Dazu greifen sie auf eine Stichprobe von 497 Flüchtlingen zurück, die SGB-II-Neuzugänge sind, wobei das mit dem Neuzugang nicht so wörtlich zu nehmen ist, denn der Neuzugang kann bereits im Sommer 2015 erfolgt sein. Für diese 497 Flüchtlinge haben die drei Autoren untersucht, welche Hindernisse ihrem Eintritt in den Arbeitsmarkt entgegenstehen. Die Stichprobe der drei Autoren ist insofern eine interessante Stichprobe als der Anteil der Flüchtlinge mit einem (Fach-)Hochschulabschluss mit 26,7% sehr hoch ist. Auch die Tatsache, dass 50,8% der Flüchtlinge in der Stichprobe von Bähr, Beste und Wenzig eine (Fach-)Hochschulreife erworben haben, ist interessant und weist die Stichprobe als eine aus, in der der Anteil der Flüchtlinge, die gute Chancen auf einen Arbeitsplatz haben sollten, überproportional hoch ist.

Dessen ungeachtet sind die Flüchtlnge überwiegend nicht erwerbstätig. 0,6% von ihnen gehen einer Vollzeitarbeit nach, 0,9% arbeiten in Teilzeit, 9,2% haben einen Minijob. Der Rest ist arbeitslos (47,9%), befindet sich in einer (schulischen) Ausbildung (20,9%) oder ist aus anderen Gründen nicht erwerbstätig (20,5%). Diese Zahlen sind insofern erschreckend als die Stichprobe und vor allem deren Verzerrung in Richtung höher gebildete Flüchlinge eine höhere Beteiligung am Arbeitsmarkt hätte erwartet lassen.

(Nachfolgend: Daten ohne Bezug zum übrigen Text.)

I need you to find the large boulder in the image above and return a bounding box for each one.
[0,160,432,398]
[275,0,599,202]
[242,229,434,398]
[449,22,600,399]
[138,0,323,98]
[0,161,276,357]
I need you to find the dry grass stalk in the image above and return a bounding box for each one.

Dass dennoch nur 10,7% einer rudimentären Form von Arbeit nachgehen, liegt nach Ansicht der drei Autoren unter anderem an Sprachdefizien: 77% haben nur unzureichende Kenntnisse des Deutschen, 64,1% haben keinen beruflichen Bildungsabschluss, 24,2% keinen Schulabschluss. Folglich befinden sich 38,4% in einer Ausbildung, 34,3% in einem Sprachkurs und sind deshalb von einer Arbeitssuche freigestellt. Freigestellt sind auch 22% der Flüchtlinge, weil sie Kinder betreuen, was ja in Deutschland als wichtiger gilt, als die Grundlage für eine Integration in den Arbeitsmarkt zu legen.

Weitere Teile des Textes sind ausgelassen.